Le corps se souvient — pourquoi la thérapie corporelle est essentielle
Parce que l’abus sexuel affecte si profondément le corps, la thérapie verbale seule est rarement suffisante. Les survivants ont besoin d’une approche qui les aide à :
- Retrouver un corps ressenti comme sûr et digne de confiance
- Libérer les mémoires implicites stockées dans les fascias, la respiration et la posture
- Reconstruire les limites, le pouvoir d’agir et la confiance relationnelle
- Restaurer la capacité naturelle du corps au plaisir, à la vitalité et à la connexion sécurisée
À l’Institut pour l’Intégration Corps-Esprit, nous proposons une approche profondément incarnée et informée par le traumatisme, intégrant :
🔹 Le Processus de Transformation Neurofasciale™
Ce processus aide à libérer l’Encodage Neurofascial™ du traumatisme :
- Les fascias retiennent souvent la mémoire de l’impuissance, de l’effondrement ou de l’intrusion
- Par un toucher, une respiration et un mouvement ajustés, le corps relâche progressivement ces schémas
- Le Cycle Respiratoire Énergétique™ est restauré — permettant le retour de la pulsation, du flux et d’une vitalité enracinée
- Les survivants réapprennent à ressentir leur corps — en sécurité, avec choix, et à leur propre rythme
🔹 Core Strokes®— thérapie corporelle intégrative
Dans les séances de Core Strokes® :
- L’histoire du survivant, son corps et son champ relationnel sont accueillis avec un profond respect
- Un toucher sécurisant et ajusté accompagne la libération progressive des tensions et des traumas stockés
- La respiration, le mouvement et le son permettent l’expression de ce qui n’a pas pu être exprimé
- Les limites sont respectées et reconstruites — le client apprend à ressentir, poser et maintenir ses propres limites incarnées
- Les émotions refoulées (peur, chagrin, colère) peuvent émerger et être intégrées
- Le survivant retrouve sa capacité d’agir, son estime de soi et sa sécurité relationnelle
🔹 Réparation relationnelle et contact sécurisé
Parce que l’abus sexuel altère la capacité à faire confiance et à se sentir en sécurité avec autrui, la guérison passe aussi par la relation :
- Une présence thérapeutique sécurisante aide à restaurer la confiance dans le contact
- Le travail de groupe (si approprié) permet aux survivants d’être vus et accueillis — sans honte
- Le champ relationnel est reconstruit pas à pas — du corps vers l’extérieur
Le chemin de la guérison
Guérir de l’abus sexuel ne consiste pas à oublier — mais à retrouver une plénitude incarnée.

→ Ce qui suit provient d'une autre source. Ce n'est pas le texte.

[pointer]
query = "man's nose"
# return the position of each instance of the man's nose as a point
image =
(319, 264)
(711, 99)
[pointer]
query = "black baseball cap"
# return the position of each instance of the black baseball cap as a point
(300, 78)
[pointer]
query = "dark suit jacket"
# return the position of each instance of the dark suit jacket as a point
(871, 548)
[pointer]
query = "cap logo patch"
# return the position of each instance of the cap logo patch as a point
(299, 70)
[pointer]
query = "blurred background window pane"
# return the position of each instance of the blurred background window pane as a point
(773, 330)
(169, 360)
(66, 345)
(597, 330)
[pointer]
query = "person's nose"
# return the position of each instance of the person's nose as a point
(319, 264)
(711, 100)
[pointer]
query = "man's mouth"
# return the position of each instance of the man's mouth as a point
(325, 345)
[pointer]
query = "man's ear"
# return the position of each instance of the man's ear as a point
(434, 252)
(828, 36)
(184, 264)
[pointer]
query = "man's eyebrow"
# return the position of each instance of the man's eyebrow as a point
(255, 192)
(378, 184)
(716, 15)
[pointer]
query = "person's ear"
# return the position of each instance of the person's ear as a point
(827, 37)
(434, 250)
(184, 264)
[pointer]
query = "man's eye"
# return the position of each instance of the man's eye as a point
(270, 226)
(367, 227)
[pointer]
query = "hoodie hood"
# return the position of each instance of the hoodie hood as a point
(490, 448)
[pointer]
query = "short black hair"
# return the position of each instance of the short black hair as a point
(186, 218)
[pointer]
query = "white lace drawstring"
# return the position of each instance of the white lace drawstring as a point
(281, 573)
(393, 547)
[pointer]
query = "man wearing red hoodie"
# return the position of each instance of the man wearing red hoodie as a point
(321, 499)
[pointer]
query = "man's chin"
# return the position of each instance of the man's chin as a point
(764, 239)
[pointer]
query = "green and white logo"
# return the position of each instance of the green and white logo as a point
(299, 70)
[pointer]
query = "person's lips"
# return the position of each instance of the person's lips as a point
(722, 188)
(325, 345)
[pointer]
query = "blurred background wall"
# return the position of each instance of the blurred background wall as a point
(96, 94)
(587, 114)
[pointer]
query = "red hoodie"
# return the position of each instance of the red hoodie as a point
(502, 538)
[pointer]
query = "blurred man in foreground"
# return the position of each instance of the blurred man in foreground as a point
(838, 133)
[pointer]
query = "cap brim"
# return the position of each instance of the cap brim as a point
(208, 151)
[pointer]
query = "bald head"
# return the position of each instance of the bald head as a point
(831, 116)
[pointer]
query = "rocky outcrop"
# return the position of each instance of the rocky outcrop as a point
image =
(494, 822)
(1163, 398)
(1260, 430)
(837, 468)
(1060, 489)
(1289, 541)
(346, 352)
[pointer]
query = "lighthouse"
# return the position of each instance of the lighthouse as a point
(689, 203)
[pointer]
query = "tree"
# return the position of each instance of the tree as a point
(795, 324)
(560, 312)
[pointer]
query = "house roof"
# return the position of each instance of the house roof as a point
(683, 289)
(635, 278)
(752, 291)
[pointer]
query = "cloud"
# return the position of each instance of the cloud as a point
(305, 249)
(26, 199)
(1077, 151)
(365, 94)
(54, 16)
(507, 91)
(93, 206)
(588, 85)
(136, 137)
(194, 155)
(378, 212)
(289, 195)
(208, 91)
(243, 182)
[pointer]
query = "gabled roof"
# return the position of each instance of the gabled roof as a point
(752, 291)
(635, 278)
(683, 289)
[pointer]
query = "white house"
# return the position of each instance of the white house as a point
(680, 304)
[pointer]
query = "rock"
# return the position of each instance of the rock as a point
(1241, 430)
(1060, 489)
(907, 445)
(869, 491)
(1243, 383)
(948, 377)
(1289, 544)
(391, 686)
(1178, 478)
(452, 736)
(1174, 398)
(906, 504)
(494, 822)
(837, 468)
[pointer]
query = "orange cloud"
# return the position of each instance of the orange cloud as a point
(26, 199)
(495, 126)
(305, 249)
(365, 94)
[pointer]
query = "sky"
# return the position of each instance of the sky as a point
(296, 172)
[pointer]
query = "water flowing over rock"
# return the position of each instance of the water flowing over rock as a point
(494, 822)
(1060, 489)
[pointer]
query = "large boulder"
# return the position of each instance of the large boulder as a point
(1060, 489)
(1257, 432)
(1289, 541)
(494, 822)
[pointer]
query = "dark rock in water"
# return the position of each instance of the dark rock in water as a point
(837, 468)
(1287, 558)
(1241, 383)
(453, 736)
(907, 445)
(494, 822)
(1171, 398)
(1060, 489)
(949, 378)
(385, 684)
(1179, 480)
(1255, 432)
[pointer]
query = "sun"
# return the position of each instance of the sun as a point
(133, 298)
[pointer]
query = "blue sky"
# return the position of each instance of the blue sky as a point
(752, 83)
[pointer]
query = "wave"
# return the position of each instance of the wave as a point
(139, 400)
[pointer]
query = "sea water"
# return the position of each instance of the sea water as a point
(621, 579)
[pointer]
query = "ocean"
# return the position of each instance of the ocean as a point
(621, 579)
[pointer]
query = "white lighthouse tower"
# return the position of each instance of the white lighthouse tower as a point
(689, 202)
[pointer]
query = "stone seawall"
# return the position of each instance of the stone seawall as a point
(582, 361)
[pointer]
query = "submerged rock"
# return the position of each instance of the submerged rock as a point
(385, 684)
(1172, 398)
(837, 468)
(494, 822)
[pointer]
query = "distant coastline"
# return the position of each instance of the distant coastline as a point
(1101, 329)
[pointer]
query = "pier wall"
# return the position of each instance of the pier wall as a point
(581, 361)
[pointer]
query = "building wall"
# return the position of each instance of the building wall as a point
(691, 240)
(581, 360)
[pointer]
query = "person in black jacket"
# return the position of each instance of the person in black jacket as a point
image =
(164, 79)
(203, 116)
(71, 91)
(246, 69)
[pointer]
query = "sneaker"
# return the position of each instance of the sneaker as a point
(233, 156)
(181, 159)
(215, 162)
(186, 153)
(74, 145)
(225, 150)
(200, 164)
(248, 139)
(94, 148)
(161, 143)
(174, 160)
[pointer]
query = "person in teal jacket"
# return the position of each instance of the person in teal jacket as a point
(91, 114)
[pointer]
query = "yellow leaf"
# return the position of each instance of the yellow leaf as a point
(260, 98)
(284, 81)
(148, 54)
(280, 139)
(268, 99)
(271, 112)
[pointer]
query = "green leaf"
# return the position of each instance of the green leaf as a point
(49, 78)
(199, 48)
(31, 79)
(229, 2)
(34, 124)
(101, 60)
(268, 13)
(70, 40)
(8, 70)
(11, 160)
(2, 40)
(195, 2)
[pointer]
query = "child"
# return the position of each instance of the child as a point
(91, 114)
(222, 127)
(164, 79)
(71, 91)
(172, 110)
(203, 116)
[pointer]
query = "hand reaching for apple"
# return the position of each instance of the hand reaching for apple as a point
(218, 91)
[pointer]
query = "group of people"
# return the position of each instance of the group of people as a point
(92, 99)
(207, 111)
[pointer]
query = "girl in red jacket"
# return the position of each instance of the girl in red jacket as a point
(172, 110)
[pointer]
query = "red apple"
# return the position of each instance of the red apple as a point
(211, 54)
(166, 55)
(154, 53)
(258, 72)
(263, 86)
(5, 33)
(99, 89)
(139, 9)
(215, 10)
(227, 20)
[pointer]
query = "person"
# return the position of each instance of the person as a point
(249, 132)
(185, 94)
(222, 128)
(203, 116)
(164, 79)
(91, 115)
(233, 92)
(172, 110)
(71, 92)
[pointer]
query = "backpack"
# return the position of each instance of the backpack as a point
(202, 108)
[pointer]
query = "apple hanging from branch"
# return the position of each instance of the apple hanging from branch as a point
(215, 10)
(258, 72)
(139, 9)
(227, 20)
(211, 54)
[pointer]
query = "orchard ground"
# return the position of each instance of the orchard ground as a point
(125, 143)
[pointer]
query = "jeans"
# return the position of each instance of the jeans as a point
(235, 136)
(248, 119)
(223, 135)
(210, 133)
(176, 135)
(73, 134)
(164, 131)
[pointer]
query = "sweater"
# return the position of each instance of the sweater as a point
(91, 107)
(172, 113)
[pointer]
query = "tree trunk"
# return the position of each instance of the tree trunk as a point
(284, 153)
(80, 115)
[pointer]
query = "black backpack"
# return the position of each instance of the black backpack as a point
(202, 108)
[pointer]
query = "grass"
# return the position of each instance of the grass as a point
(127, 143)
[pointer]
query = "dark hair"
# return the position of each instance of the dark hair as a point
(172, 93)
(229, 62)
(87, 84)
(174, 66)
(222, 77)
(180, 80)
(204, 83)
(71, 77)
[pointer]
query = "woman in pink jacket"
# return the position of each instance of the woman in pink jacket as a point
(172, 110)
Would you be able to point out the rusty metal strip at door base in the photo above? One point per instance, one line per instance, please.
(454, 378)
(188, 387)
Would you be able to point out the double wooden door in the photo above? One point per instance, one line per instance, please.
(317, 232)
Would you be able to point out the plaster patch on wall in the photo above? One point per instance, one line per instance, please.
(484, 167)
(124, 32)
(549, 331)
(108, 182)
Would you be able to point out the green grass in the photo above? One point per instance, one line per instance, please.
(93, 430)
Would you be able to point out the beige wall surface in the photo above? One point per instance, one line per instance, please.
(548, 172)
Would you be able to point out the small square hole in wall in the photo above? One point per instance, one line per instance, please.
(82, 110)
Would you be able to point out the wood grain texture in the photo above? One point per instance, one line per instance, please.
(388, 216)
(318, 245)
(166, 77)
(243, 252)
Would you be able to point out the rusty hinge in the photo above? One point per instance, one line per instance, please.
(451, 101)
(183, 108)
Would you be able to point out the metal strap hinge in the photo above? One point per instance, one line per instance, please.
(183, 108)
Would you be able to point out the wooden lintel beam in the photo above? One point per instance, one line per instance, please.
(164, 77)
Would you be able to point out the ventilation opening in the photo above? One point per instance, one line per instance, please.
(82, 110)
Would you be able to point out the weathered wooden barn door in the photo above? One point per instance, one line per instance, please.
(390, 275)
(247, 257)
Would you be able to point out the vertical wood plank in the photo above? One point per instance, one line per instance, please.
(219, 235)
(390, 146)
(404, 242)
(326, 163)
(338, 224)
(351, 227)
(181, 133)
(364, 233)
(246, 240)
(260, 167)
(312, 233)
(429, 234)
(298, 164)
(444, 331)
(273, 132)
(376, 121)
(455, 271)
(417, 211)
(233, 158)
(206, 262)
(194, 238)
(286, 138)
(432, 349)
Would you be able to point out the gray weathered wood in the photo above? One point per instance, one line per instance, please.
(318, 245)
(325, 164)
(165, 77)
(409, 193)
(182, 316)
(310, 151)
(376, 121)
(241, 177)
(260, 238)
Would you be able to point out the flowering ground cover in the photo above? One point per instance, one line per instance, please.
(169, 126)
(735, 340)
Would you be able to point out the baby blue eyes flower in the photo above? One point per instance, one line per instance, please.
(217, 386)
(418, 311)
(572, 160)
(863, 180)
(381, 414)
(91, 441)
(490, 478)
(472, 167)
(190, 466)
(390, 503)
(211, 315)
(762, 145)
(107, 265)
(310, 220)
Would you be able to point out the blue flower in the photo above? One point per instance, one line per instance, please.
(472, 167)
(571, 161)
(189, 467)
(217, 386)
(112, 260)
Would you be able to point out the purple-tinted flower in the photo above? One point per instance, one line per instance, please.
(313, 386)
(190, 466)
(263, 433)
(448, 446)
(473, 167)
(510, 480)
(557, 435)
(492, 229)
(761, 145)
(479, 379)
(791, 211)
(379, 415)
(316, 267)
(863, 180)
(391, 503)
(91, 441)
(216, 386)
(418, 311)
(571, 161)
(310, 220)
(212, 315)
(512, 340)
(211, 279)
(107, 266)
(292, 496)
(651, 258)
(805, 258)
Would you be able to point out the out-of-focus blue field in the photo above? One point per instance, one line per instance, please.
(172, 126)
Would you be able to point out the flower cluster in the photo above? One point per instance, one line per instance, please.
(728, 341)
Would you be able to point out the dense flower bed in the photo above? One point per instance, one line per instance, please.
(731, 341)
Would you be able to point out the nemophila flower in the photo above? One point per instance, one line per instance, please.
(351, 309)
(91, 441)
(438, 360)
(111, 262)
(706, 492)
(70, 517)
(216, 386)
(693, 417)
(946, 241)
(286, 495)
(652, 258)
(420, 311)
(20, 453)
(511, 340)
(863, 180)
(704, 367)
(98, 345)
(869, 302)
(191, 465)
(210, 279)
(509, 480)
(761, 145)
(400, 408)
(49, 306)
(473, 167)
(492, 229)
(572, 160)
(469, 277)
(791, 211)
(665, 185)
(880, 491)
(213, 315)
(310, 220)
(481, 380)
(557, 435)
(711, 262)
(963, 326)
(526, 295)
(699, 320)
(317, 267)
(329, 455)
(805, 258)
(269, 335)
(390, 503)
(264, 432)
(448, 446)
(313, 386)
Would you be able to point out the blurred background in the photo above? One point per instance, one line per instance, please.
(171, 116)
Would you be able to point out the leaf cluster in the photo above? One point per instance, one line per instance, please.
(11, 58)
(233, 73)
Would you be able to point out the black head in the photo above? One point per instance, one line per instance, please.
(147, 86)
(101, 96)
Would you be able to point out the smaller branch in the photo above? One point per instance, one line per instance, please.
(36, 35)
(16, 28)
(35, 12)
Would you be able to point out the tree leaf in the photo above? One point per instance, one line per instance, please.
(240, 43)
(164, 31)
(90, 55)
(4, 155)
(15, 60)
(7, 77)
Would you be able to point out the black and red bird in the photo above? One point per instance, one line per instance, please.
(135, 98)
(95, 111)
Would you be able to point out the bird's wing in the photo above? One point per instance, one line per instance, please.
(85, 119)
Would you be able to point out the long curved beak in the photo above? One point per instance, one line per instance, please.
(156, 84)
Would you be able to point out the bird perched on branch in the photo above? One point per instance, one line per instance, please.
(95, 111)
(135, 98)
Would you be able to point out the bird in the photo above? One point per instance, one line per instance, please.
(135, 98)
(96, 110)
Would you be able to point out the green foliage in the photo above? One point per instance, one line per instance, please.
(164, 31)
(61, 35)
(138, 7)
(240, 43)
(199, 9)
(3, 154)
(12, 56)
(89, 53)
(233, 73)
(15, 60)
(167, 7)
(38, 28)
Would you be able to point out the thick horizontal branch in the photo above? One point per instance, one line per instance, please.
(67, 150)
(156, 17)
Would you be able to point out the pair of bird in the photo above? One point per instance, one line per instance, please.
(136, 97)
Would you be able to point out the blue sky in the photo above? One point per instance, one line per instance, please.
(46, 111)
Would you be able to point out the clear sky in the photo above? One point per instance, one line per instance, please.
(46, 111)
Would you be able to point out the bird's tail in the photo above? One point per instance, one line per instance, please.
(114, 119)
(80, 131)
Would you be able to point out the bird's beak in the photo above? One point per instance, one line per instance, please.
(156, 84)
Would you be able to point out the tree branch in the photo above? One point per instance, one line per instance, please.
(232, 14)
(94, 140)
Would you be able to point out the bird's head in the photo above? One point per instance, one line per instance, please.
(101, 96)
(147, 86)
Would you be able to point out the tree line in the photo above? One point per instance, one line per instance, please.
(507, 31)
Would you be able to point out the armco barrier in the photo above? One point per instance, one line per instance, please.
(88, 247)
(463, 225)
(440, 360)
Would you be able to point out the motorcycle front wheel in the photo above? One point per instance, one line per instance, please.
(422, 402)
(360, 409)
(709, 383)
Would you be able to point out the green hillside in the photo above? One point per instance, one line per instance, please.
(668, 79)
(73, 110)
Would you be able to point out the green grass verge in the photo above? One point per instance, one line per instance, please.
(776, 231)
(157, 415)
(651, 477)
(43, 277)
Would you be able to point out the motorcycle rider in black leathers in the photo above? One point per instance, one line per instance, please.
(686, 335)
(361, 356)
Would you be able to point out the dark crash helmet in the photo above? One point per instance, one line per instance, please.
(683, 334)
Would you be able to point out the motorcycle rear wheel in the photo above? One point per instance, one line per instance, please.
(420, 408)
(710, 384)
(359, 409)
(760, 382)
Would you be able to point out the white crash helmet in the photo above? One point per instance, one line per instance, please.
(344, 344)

Grâce à un processus respectueux et centré sur le corps :
- Les survivants peuvent réinvestir leur droit d’habiter leur corps
- La respiration et les fascias peuvent libérer leurs empreintes figées
- Les limites et la confiance relationnelle peuvent être restaurées
- La capacité naturelle du corps au plaisir, à la vitalité et à la présence peut renaître
Le passé n’a pas à dicter l’avenir. Le corps peut réapprendre à être un lieu sûr — une base pour une vie joyeuse et authentique.